= Spongin =

Protein found in sponges

Spongin, a modified type of collagen protein, forms the fibrous skeleton of most organisms among the phylum Porifera, the sponges. It is secreted by sponge cells known as spongocytes.

Spongin gives a sponge its flexibility. True spongin is found only in members of the class Demospongiae. Its molecular structure remains incompletely characterized, however it shares similarities with both collagen and keratin.

== Research directions ==

=== Use in the removal of phenolic compounds from wastewater ===
Researchers have found spongin to be useful in the photocatalytic degradation and removal of bisphenols (such as BPA) in wastewater. A heterogeneous catalyst consisting of a spongin scaffold for iron phthalocyanine (SFe) in conjunction with peroxide and UV radiation has been shown to remove phenolic wastes more quickly and efficiently than conventional methods. Other research using spongin scaffolds for the immobilization of Trametes versicolor Laccase has shown similar results in phenol degradation.

== Molecular structure ==
Structure of spongin remains incompletely understood due to limitations in protein analytical methods. Although its chemical composition shares some features with collagen and keratin, spongin is a distinct biopolymer characterized by halogenated amino acids, primarily bromine, with smaller amounts of iodine and chlorine. Additionally, the presence of xylose and significant mineralization with calcium carbonate and silica further differentiates spongin from collagen and keratin.

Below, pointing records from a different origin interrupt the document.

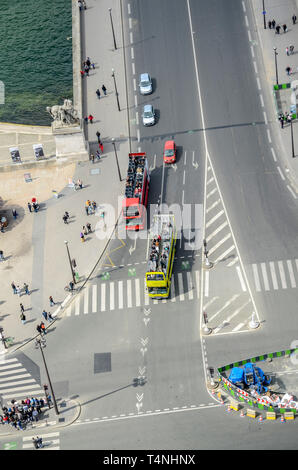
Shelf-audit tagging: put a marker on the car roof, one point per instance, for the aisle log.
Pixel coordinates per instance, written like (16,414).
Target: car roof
(148,107)
(169,144)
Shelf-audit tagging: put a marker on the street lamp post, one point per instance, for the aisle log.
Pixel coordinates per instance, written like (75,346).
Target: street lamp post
(112,26)
(70,263)
(276,72)
(116,156)
(116,91)
(264,14)
(41,343)
(292,139)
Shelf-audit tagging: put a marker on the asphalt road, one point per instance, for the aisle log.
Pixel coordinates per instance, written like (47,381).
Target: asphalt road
(162,341)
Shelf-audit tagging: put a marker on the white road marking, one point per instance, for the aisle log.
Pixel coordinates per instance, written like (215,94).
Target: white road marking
(243,286)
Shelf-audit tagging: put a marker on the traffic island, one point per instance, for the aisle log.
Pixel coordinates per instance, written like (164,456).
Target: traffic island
(266,383)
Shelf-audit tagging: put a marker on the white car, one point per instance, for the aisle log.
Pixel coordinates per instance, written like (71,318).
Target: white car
(145,84)
(148,115)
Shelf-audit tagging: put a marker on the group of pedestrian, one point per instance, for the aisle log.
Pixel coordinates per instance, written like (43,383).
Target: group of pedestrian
(33,207)
(18,290)
(18,415)
(284,118)
(104,90)
(82,4)
(89,118)
(41,328)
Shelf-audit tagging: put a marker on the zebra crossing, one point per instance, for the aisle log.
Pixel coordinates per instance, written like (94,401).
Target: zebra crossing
(275,275)
(51,441)
(131,293)
(16,381)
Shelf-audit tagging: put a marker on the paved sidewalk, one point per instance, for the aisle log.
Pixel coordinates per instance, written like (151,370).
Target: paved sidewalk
(281,11)
(69,411)
(33,244)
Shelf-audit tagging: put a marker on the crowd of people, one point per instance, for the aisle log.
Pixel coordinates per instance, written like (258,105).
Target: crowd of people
(20,414)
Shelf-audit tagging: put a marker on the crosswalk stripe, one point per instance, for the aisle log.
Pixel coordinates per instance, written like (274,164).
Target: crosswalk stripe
(137,289)
(120,295)
(129,296)
(94,298)
(86,299)
(77,306)
(282,274)
(273,275)
(198,283)
(180,285)
(265,277)
(173,297)
(291,273)
(190,285)
(20,376)
(112,302)
(103,298)
(16,382)
(16,389)
(256,277)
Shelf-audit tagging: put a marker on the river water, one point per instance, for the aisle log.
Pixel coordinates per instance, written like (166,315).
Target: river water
(36,58)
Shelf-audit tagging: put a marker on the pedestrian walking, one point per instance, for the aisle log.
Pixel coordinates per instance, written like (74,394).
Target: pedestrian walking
(44,314)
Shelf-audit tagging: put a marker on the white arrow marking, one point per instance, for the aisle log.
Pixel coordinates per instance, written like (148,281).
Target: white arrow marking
(144,342)
(132,248)
(153,167)
(194,164)
(139,406)
(142,370)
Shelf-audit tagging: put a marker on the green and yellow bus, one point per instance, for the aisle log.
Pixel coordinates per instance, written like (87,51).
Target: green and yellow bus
(161,255)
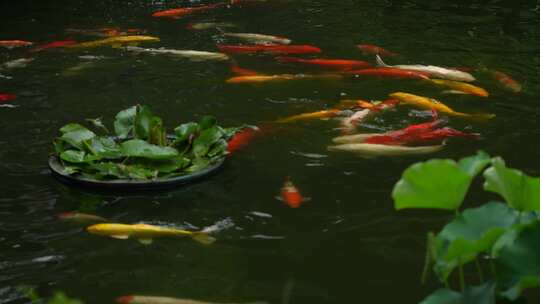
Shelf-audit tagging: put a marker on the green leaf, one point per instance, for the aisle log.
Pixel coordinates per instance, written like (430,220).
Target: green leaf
(518,262)
(124,121)
(207,138)
(470,233)
(438,184)
(140,148)
(520,191)
(483,294)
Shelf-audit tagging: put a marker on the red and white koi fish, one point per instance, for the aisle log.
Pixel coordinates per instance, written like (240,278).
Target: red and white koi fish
(338,64)
(271,49)
(434,71)
(11,44)
(370,49)
(291,196)
(7,97)
(178,13)
(259,38)
(53,45)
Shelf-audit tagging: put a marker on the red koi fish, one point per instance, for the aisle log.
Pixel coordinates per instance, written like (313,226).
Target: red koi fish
(7,97)
(242,138)
(338,64)
(290,195)
(272,49)
(391,73)
(10,44)
(178,13)
(53,45)
(370,49)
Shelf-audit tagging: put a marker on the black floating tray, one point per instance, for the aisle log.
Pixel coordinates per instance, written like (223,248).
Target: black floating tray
(57,170)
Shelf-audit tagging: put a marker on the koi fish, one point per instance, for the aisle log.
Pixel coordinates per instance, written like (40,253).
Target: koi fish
(435,71)
(7,97)
(11,44)
(272,49)
(190,54)
(259,38)
(338,64)
(460,87)
(53,45)
(178,13)
(374,150)
(506,81)
(370,49)
(79,217)
(433,104)
(311,115)
(198,26)
(241,138)
(290,195)
(17,63)
(391,73)
(278,78)
(136,299)
(144,233)
(114,41)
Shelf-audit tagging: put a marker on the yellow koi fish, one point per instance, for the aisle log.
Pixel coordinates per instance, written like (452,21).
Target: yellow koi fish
(460,87)
(278,78)
(145,233)
(433,104)
(117,41)
(310,115)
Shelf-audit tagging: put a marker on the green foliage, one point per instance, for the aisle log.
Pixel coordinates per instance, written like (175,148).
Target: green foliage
(142,149)
(507,233)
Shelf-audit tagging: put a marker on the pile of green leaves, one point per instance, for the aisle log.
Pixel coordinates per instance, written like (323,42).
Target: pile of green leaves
(499,241)
(140,148)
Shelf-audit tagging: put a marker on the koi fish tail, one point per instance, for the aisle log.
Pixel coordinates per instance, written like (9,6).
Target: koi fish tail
(203,238)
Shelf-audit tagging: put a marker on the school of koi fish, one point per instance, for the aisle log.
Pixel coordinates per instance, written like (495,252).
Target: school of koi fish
(309,63)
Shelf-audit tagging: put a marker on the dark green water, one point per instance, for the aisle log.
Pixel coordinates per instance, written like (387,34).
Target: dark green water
(346,245)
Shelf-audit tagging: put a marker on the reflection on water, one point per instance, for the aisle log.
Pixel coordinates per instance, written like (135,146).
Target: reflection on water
(346,244)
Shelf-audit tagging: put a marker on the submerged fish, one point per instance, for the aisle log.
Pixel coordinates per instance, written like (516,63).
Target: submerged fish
(80,217)
(338,64)
(290,195)
(190,54)
(280,77)
(114,41)
(259,38)
(10,44)
(178,13)
(460,87)
(373,150)
(17,63)
(433,104)
(145,233)
(137,299)
(209,25)
(370,49)
(435,71)
(310,115)
(272,49)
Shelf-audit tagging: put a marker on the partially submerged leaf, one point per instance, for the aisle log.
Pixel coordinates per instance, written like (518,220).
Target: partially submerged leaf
(520,191)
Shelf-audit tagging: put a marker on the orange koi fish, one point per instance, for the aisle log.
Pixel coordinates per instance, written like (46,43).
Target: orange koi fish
(10,44)
(178,13)
(291,196)
(338,64)
(272,49)
(370,49)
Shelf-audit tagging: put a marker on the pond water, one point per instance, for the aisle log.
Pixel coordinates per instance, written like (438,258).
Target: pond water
(346,245)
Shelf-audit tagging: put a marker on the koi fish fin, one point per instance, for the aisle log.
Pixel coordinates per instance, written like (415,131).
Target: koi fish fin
(379,61)
(145,241)
(203,238)
(120,236)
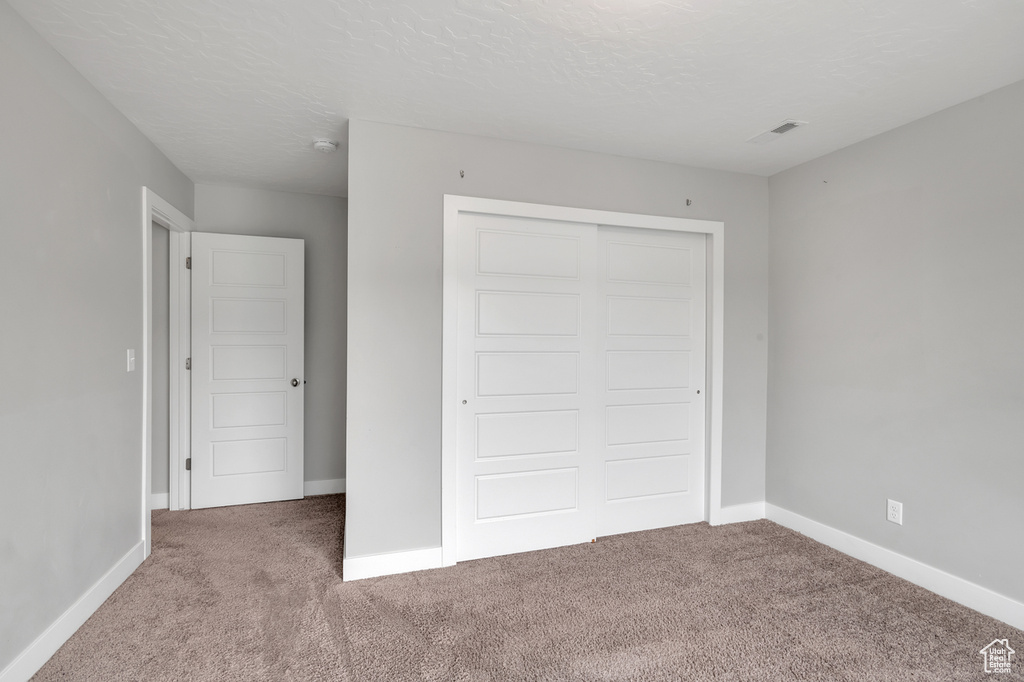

=== Collagen-like characteristics ===
Spongin and collagen exhibit comparable filament structure, both displaying a hierarchical organization of nanofibrils, microfibrils, and fibers, as well as a triple-helical based structure. Spongin microfibrilis measure approximately 10 nm in diameter and exhibit a periodic banding pattern every 60 nm, comparing to collagen's 67 nm periodicity. Despite the structural similarities, amino acid analysis reveals that spongin contains significantly higher levels of tyrosine residues, approximately 90% of which are mono- or di-brominated derivatives. This abundance of tyrosine is related to the oxidation of phenylalanine residues, which are prevalent in collagen but nearly absent in spongin. The brominated tyrosine derivatives are hypothesized to play a crucial role in stabilizing spongin's triple-helical structure through cross-linking.

=== Keratin-like characteristics ===
Spongin also exhibits compositional similarities to keratin, particularly in its sulfur content and thermal stability. It withstands temperatures up to 300 °C, which is more characteristic for keratin than collagen. However, due to spongin's distinct biochemical features, its full molecular classification remains unknown.